Pictured from left to right accepting Project of the Year Award from New York Section of the American Water Works Association: Allan Gates, National Sales Manager for Trojan UV (equipment used on project); Philip Carlucci, President of Philip Ross Industries (Contractor on Project); Steven A. Fangmann, P.E., President of D&B Engineers and Architects, P.C.; and Cinar Akman, GA Fleet Associates (Vendor Representative for Trojan UV).


Woodbury, N.Y. — D&B Engineers and Architects President Steven Fangmann, P.E. recently accepted the Project of the Year Award from the New York Section of the American Water Works Association (AWWA). The project team received the award for designing and building the first Advanced Oxidation Process (AOP) system for the treatment of the emerging contaminant 1,4 -dioxane in drinking water in New York State. The team worked together to design the mechanical process piping and structural concrete supports for the UV-hydrogen peroxide AOP system. The full-scale Trojan UV system was designed and implemented to provide treatment for 1,4-dioxane in a 1,200 gpm production well.

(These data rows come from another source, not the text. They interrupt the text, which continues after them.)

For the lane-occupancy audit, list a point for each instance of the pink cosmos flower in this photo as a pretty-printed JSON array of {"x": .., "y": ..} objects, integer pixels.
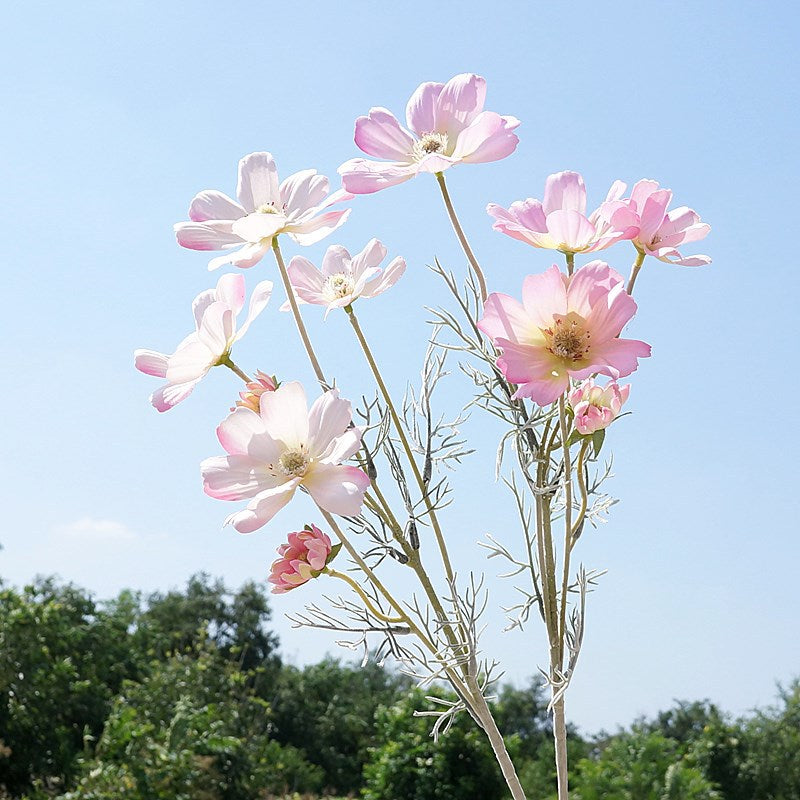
[
  {"x": 559, "y": 222},
  {"x": 251, "y": 396},
  {"x": 596, "y": 407},
  {"x": 265, "y": 209},
  {"x": 344, "y": 278},
  {"x": 215, "y": 312},
  {"x": 447, "y": 126},
  {"x": 301, "y": 559},
  {"x": 282, "y": 447},
  {"x": 661, "y": 232},
  {"x": 564, "y": 328}
]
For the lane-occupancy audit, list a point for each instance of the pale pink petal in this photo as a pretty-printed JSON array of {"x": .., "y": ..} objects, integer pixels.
[
  {"x": 421, "y": 108},
  {"x": 544, "y": 295},
  {"x": 640, "y": 191},
  {"x": 206, "y": 235},
  {"x": 244, "y": 258},
  {"x": 570, "y": 230},
  {"x": 336, "y": 259},
  {"x": 382, "y": 136},
  {"x": 652, "y": 214},
  {"x": 328, "y": 418},
  {"x": 258, "y": 302},
  {"x": 371, "y": 256},
  {"x": 590, "y": 285},
  {"x": 151, "y": 363},
  {"x": 386, "y": 279},
  {"x": 214, "y": 205},
  {"x": 459, "y": 102},
  {"x": 169, "y": 396},
  {"x": 306, "y": 280},
  {"x": 316, "y": 229},
  {"x": 488, "y": 137},
  {"x": 434, "y": 162},
  {"x": 615, "y": 358},
  {"x": 234, "y": 477},
  {"x": 610, "y": 315},
  {"x": 190, "y": 362},
  {"x": 263, "y": 507},
  {"x": 256, "y": 227},
  {"x": 338, "y": 489},
  {"x": 564, "y": 191},
  {"x": 504, "y": 316},
  {"x": 360, "y": 176},
  {"x": 216, "y": 329},
  {"x": 258, "y": 181},
  {"x": 231, "y": 291},
  {"x": 238, "y": 430},
  {"x": 285, "y": 414},
  {"x": 670, "y": 255},
  {"x": 303, "y": 191}
]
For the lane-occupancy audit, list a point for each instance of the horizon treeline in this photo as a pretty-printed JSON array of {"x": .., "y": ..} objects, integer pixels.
[{"x": 183, "y": 694}]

Exposure to 1,4-dioxane which is used as a solvent and in other commercial applications, can cause damage to the central nervous system, liver and kidneys, and is a recognized carcinogen.

“The problem of 1,4-dioxane contamination of drinking water is growing across the nation,” commented Fangmann. “At D&B we are dedicated to working with our public-sector clients and committed to ensuring that all of our public projects achieve the goal of protecting the public. This Project of the Year Award is a perfect example of how we work collaborative with government and private sector partners to improve and ensure the future quality of drinking water in Suffolk County and New York State.”

Fangmann further noted that this shared award was achieved through a collaborative team approach where professionals from the Suffolk County Water Authority Phillip Ross Industries and Trojan UV all played instrumental roles.

“The project’s manager, Joe Roccaro of the Suffolk County Water Authority, deserves special recognition for his leadership and determination that kept this project moving forward, and also for spearheading the permitting coordination,” Fangmann said.

As the first AOP system to be reviewed and approved in NYS, the regulatory framework for compliance needed to be developed. This effort included creating operating procedures, developing process control parameters and establishing sampling requirements. Under Mr. Roccaro’s leadership, the team worked closely with both the New York State and Suffolk County Departments of Health to address all issues which lead to the final full-scale design approval of the entire UV- H2O2 AOP system.